An Indian-driven gold mining project in Siberia has been hailed at the BRICS Summit here as the first practical implementation of the objectives of the grouping comprising Brazil, Russia, India, China and South Africa. The Kluchevskoye Gold Mining Project, initiated by India’s SUN Gold Ltd, is being seen as the first-ever industrial public-private partnership investment project to be undertaken by partners from all BRICS member-states.
China National Gold Group Corporation, the Russian Sovereign Investment Fund, Far East and Baikal Region Development Fund (FEDF), and leading private investment and business leaders from Brazil and South Africa, are partnering in the project located in the Chita region of eastern Siberia.
The multinational joint venture will see the transformation of the Kluchevskoye gold deposit into a significant open-pit mine, with an expected gold production of more than 6.5 tonnes per annum.
Pre-production investment of up to USD 500 million is planned, with China National Gold as the major shareholder and technological partner.
CNG, one of the world’s leading gold companies, will provide management and development expertise, while the century-old Indian SUN Group brings 60 years’ of experience of working in Russia, having built several significant businesses in the country, including SUN Brewing, one of the region’s largest beer companies.
FEDF’s involvement will bring regional investment and political support for the project, and opportunities for further growth in the gold and copper mining sector in the Russian Far East.
The South African and Brazilian investors seek to add a dimension to create a joint investment and industrial platform for growth in Africa and Latin America.
“This project has given us an understanding of how BRICS can actually work in a practical manner where we can use complementary strengths,” Shiv Khemka, vice chairman of the Indian-owned SUN Group, told PTI at the summit.
“It’s just a different way of looking at things through two different lenses to bring the expertise of all these countries together to work as a team on something that we hope will be very successful,” he said.
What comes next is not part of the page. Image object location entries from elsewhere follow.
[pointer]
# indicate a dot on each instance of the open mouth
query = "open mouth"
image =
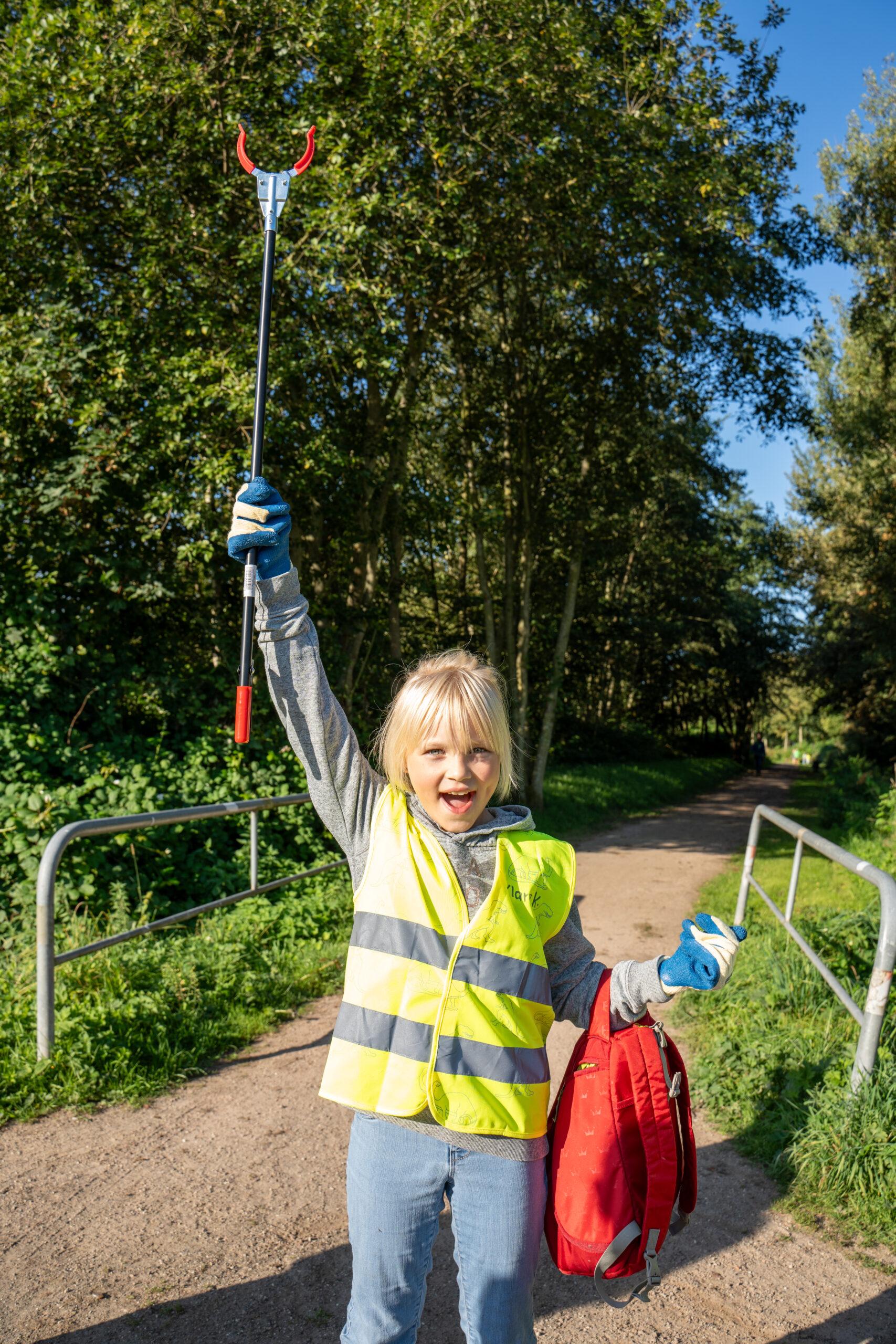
(458, 802)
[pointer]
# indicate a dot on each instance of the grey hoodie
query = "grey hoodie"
(345, 790)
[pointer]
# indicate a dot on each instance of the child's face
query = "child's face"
(453, 785)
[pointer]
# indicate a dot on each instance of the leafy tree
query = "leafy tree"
(846, 480)
(529, 258)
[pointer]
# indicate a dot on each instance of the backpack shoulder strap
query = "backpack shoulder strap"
(688, 1193)
(650, 1093)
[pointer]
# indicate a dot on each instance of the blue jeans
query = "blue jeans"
(397, 1184)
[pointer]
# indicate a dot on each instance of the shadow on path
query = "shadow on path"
(305, 1304)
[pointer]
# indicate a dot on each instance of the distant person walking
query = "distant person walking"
(758, 752)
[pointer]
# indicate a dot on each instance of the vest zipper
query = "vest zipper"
(437, 1028)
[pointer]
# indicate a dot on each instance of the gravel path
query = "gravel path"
(217, 1213)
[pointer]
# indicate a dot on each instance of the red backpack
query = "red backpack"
(623, 1152)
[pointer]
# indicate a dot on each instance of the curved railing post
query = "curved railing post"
(871, 1021)
(747, 870)
(882, 979)
(47, 939)
(47, 960)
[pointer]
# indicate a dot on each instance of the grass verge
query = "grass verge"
(135, 1019)
(585, 797)
(772, 1057)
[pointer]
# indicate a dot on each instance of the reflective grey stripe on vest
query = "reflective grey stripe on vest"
(500, 1064)
(456, 1055)
(475, 967)
(383, 1031)
(503, 975)
(402, 937)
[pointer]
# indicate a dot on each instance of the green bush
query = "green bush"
(154, 1011)
(773, 1054)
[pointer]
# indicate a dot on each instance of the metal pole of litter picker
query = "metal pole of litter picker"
(273, 190)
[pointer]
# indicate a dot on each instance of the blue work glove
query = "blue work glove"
(704, 958)
(261, 519)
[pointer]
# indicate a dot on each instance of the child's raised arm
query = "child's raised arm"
(343, 785)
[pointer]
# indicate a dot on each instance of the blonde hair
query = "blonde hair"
(460, 689)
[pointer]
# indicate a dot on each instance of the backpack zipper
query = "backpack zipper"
(673, 1083)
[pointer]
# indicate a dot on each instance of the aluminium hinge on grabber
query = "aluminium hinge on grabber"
(273, 190)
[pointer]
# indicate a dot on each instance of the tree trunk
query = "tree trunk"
(536, 784)
(395, 581)
(524, 624)
(366, 550)
(483, 569)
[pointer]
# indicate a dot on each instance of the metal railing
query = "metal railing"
(47, 956)
(871, 1021)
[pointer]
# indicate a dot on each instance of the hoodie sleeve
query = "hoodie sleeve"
(343, 784)
(575, 976)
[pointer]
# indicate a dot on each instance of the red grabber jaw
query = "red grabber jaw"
(273, 190)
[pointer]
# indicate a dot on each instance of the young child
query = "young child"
(467, 945)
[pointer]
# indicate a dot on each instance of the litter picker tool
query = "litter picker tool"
(273, 190)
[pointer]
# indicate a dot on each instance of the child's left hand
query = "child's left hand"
(704, 958)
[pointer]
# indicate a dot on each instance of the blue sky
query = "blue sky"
(827, 49)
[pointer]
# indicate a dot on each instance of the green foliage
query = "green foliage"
(135, 1019)
(151, 1012)
(773, 1054)
(522, 270)
(578, 799)
(846, 479)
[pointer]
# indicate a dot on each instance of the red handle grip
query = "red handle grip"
(244, 714)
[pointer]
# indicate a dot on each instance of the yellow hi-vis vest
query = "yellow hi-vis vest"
(442, 1010)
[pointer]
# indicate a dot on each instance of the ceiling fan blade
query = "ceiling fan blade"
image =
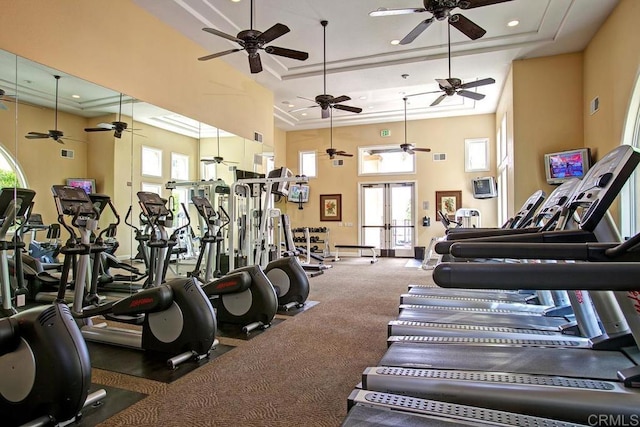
(223, 35)
(477, 83)
(254, 63)
(383, 11)
(423, 93)
(479, 3)
(444, 83)
(273, 33)
(438, 100)
(416, 31)
(36, 135)
(466, 26)
(340, 99)
(303, 108)
(217, 55)
(287, 53)
(347, 108)
(473, 95)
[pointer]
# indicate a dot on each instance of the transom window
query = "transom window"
(385, 159)
(151, 161)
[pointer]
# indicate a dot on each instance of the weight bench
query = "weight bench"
(372, 248)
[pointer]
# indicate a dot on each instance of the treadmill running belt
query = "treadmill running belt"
(566, 362)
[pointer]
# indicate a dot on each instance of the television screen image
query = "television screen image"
(484, 188)
(564, 165)
(87, 184)
(298, 193)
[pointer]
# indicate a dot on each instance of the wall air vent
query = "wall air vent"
(67, 154)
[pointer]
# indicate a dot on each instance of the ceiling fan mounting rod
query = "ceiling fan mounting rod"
(324, 55)
(449, 46)
(56, 113)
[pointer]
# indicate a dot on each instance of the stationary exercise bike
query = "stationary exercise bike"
(176, 317)
(44, 362)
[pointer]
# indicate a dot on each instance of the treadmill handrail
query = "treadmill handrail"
(546, 276)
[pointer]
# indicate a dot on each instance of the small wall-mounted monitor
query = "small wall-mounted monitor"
(298, 193)
(564, 165)
(484, 188)
(87, 184)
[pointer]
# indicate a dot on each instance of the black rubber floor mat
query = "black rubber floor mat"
(307, 305)
(117, 400)
(144, 364)
(228, 330)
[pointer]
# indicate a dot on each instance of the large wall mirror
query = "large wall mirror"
(157, 146)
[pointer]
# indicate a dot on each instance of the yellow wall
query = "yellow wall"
(441, 135)
(611, 67)
(40, 159)
(124, 48)
(547, 110)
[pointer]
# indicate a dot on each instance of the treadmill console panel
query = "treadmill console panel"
(558, 198)
(603, 183)
(152, 204)
(73, 199)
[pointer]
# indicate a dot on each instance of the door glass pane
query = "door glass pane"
(401, 217)
(373, 215)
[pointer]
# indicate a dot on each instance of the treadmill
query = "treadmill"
(565, 383)
(545, 218)
(596, 192)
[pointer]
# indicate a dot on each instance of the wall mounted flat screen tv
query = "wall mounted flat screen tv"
(564, 165)
(484, 188)
(87, 184)
(298, 193)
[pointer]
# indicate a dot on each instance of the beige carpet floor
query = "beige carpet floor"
(298, 373)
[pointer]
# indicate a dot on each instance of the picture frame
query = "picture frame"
(449, 202)
(331, 207)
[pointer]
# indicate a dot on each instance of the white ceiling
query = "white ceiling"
(361, 62)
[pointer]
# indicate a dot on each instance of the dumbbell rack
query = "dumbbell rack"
(311, 238)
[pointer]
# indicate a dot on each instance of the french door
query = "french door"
(387, 218)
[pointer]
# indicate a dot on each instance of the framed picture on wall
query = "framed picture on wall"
(448, 202)
(331, 207)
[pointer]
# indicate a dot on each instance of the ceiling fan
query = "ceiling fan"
(55, 134)
(217, 159)
(117, 127)
(253, 40)
(406, 147)
(454, 86)
(325, 101)
(441, 10)
(333, 152)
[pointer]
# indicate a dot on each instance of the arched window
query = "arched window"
(630, 219)
(10, 172)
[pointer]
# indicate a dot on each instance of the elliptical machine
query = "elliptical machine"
(287, 276)
(176, 317)
(44, 362)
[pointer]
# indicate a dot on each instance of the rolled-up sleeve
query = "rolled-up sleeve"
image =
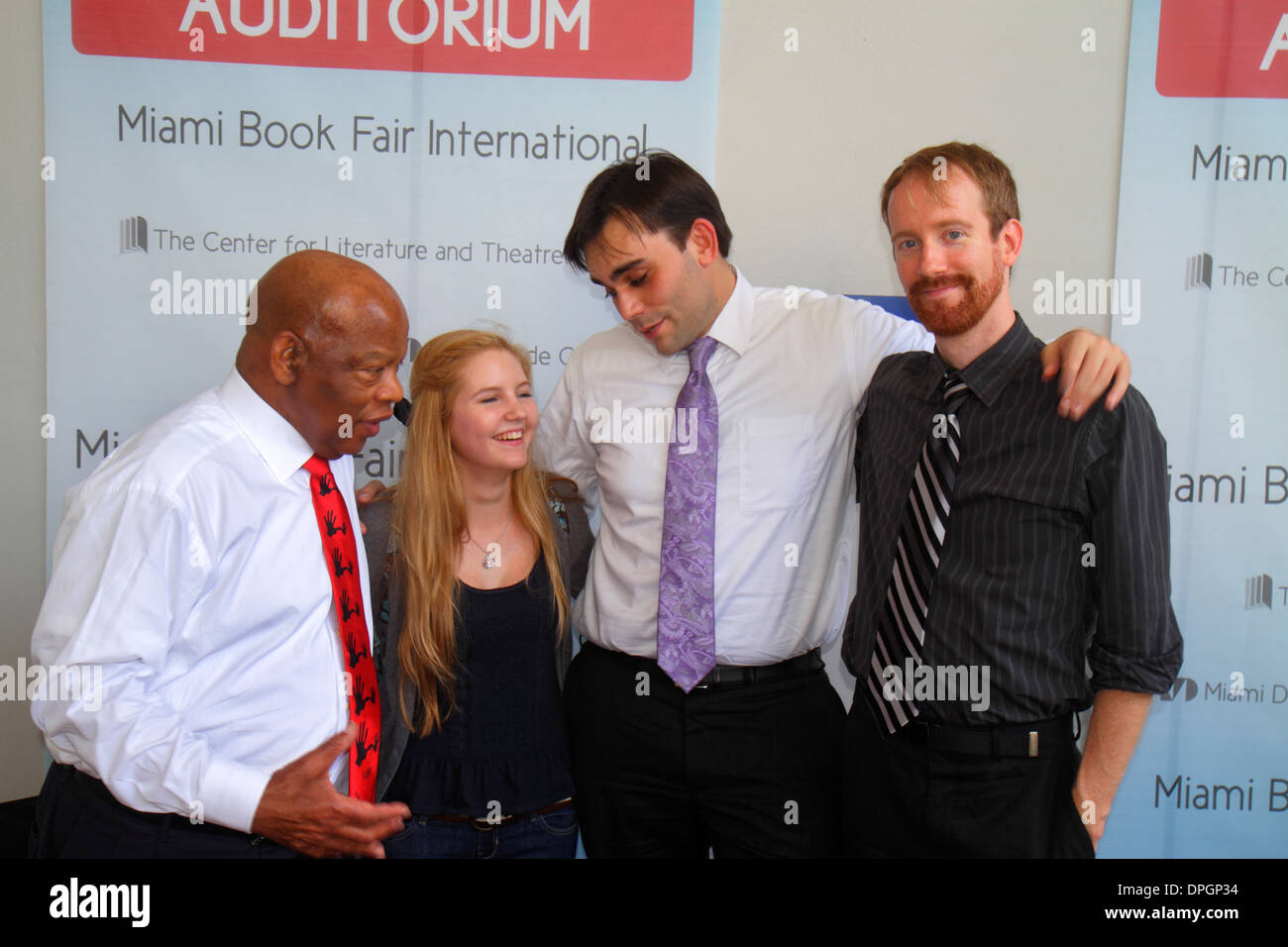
(1137, 644)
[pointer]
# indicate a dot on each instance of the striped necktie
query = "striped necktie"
(901, 631)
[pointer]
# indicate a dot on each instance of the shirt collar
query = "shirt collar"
(732, 328)
(271, 436)
(992, 368)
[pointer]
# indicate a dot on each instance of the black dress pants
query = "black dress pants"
(910, 800)
(77, 817)
(745, 770)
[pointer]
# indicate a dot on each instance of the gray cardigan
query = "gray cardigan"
(574, 543)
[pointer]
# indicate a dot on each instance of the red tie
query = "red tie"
(342, 553)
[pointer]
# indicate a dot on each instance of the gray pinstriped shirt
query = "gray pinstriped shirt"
(1056, 551)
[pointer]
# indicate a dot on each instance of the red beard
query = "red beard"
(953, 318)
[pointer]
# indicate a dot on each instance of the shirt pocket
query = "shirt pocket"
(778, 460)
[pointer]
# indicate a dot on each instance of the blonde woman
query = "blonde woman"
(475, 558)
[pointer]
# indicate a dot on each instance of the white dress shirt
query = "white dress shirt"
(191, 570)
(789, 380)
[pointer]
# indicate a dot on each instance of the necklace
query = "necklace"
(492, 554)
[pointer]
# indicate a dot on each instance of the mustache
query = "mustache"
(928, 285)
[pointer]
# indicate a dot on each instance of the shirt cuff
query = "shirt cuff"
(1151, 674)
(231, 793)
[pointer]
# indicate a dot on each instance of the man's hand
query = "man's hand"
(1086, 364)
(1117, 718)
(370, 491)
(301, 809)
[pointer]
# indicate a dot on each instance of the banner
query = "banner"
(191, 144)
(1201, 237)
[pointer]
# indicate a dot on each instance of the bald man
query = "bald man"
(192, 586)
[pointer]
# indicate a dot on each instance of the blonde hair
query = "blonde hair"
(429, 521)
(984, 167)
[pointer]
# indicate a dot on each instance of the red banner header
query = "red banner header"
(583, 39)
(1235, 50)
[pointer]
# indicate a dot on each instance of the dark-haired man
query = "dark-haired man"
(207, 581)
(715, 432)
(1003, 552)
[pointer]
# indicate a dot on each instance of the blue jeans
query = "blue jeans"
(552, 835)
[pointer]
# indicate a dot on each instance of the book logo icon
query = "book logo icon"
(134, 235)
(1257, 591)
(1198, 272)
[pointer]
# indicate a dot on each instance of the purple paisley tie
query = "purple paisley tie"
(686, 603)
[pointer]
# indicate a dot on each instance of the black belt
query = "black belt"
(1022, 741)
(484, 823)
(168, 819)
(726, 676)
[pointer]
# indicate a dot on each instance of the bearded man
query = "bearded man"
(1013, 565)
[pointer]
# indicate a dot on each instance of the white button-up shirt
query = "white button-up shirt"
(189, 579)
(789, 373)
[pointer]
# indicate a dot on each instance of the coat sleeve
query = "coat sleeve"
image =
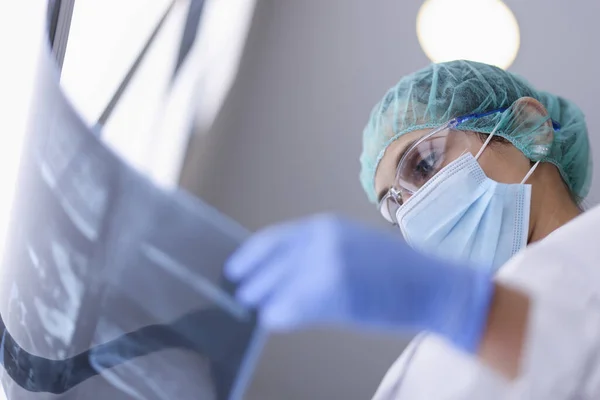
(561, 353)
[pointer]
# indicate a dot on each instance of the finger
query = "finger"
(256, 251)
(261, 284)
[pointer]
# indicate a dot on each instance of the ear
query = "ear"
(530, 119)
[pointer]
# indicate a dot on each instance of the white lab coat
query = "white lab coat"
(561, 356)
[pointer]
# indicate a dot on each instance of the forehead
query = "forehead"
(386, 170)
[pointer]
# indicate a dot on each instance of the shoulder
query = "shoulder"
(431, 368)
(563, 263)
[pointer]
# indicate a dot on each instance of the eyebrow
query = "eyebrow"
(399, 157)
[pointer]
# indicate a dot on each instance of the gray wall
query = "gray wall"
(288, 139)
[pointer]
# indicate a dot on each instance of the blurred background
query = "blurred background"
(281, 91)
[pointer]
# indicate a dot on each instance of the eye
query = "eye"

He said his company bought the Siberian mine in 2007 as it looked around for old mines which presented opportunities. “The local government was also very supportive, so that was important for us,” Khemka said. He has lived in Russia for 25 years and started up several companies there.
Ivor Ichikowitz, chairman of TransAfrica Capital, said the project marked a critical step in the evolution of BRICS. “It is projects like this that make a real economic impact not only on economic growth, but more importantly by creating jobs which impact on citizens’ lives while at the same time bringing the BRICS collective closer together,” Ichikowitz said.
Iqbal Surve, chairman of BRICS Business Council, was hopeful about the venture serving as a model for multilateral cooperation for other countries as well.
“This innovative model of public and private partners from BRICS countries coming together can be used as a model to tackle significant projects in non-BRICS countries as well, creating a sustainable model for cooperation, collaboration and investment-led economic growth, boosting industrial development and providing turnkey, sustainable job creation,” Surve said.